Trump, İsrail yanlısı Ulusal Güvenlik Danışmanı John Bolton’ı geçtiğimiz hafta kovmuştu. Bolton, Trump’ın İran ile müzakere masasına oturmak istemesine şiddetle muhalefet ediyordu. Bolton’ın kovulmasından bir gün önce Beyaz Saray’da düzenlenen bir toplantıda İran’a yönelik ekonomik yaptırımların hafifletilmesi de gündeme gelmiş. Hazine Bakanı Steven Mnuchin’in de İran’ın masaya gelmesini kolaylaştırma gerekçesiyle desteklediği bu görüşe Bolton itiraz etmiş. Tabii ki Bolton’ın yanı sıra “Cumhuriyetçi şahinler” ve İsrail yanlısı “Neocon” kuruluşlar İran ile müzakereleri ‘Obama Yolu’ olarak niteleyerek Trump’ın Ruhani ile görüşmesini engellemek istiyorlar. Netanyahu ise desteğine en fazla ihtiyaç duyduğu bir sırada Trump’ın kızdırmak istemediği için bu tartışmalara dahil olmuyor.

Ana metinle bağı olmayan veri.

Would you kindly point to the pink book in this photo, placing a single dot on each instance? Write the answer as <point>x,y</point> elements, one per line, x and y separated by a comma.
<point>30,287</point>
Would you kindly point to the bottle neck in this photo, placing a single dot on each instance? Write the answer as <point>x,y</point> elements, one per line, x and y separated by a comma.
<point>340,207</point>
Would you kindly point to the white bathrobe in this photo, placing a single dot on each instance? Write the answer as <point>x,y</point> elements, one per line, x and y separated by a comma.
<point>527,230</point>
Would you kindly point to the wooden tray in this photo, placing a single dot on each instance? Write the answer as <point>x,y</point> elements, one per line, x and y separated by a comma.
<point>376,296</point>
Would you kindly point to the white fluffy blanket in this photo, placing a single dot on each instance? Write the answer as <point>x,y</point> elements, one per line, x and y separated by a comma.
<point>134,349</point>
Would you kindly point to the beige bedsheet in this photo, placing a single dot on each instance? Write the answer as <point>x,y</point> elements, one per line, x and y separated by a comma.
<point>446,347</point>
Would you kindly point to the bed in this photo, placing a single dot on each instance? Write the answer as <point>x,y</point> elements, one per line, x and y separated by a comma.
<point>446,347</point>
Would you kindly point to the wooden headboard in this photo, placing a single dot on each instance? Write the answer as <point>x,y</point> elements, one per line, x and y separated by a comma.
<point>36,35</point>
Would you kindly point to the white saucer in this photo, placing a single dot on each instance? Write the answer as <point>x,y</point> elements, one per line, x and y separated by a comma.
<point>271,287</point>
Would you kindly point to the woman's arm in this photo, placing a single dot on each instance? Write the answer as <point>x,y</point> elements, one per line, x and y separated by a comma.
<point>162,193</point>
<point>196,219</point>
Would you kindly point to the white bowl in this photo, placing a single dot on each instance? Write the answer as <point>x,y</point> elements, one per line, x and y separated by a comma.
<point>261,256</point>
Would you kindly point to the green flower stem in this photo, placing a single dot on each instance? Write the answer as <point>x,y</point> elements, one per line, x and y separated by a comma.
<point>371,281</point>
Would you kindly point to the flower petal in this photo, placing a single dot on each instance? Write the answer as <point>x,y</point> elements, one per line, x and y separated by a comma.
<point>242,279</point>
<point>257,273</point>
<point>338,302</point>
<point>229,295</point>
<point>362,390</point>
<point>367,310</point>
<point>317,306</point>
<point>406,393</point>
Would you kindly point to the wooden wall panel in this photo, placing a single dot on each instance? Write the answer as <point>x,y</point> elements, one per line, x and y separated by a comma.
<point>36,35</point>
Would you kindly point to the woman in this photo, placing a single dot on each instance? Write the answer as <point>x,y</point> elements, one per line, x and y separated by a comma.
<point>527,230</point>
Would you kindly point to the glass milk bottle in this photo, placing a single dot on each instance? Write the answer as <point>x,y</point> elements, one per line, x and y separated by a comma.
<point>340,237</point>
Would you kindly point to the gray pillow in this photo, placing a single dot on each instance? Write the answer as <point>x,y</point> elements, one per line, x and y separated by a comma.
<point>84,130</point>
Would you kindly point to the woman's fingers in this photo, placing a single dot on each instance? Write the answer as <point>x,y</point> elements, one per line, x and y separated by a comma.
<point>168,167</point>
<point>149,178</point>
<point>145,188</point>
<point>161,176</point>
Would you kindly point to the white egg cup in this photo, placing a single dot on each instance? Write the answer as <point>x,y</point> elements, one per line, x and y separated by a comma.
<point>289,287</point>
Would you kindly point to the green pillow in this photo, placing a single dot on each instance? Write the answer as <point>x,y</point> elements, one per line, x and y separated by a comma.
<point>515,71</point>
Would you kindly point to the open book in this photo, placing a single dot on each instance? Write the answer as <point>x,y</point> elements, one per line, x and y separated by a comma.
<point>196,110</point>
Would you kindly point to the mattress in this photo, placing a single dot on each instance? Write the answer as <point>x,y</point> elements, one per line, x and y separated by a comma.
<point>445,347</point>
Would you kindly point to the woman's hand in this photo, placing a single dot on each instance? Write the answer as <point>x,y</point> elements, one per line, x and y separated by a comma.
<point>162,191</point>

Netanyahu, Trump’ın ”İsrail-Filistin Barış Plânı”nı seçimlerden birkaç gün sonra açıklamasını beklediklerini söyleyerek seçimleri etkilemeye çalıştı. İsrail yanlısı “Avrupa Liderlik Ağı (ELNET)” grubunun New York’ta düzenlediği bir geceye katılan Trump’ın Ortadoğu Özel Temsilcisi Jason Greenblatt ise plânın seçimlerden hemen sonra açıklanması yönünde alınmış bir karar olmadığını vurgulamış. Greenblatt sözde barış plânın açıklanmasının Netanyahu’nun hükümeti kurmasından sonraya kalabileceğini söylemiş. Netanyahu’nun ilhâkçı çizgisine yakınlığıyla bilinen Greenblatt’ın 5 Eylül’de Özel Temsilcilik görevinden istifa ettiği açıklanmıştı. Greenblatt sözde barış plânının yakın zamanda açıklanması durumunda “Beyaz Saray”da kalmaya devam edebileceğini söylemiş. Hatta Greenblatt plânın gidişatına bağlı olarak görevde kalma süresinin uzayabileceğini de ifade etmiş.
Washington’da bir diğer tartışmaysa, İsrail’in “Beyaz Saray”ı gizlice dinlediği yönündeki ciddi iddialar. Amerikan istihbarat kaynaklarına dayandırılan haberleri Netanyahu hükümeti her zaman olduğu gibi inkâr ediyor. Trump ise İsrail’in böyle bir şey yaptığına inanmadığını söyleyerek meseleyi geçiştiriyor.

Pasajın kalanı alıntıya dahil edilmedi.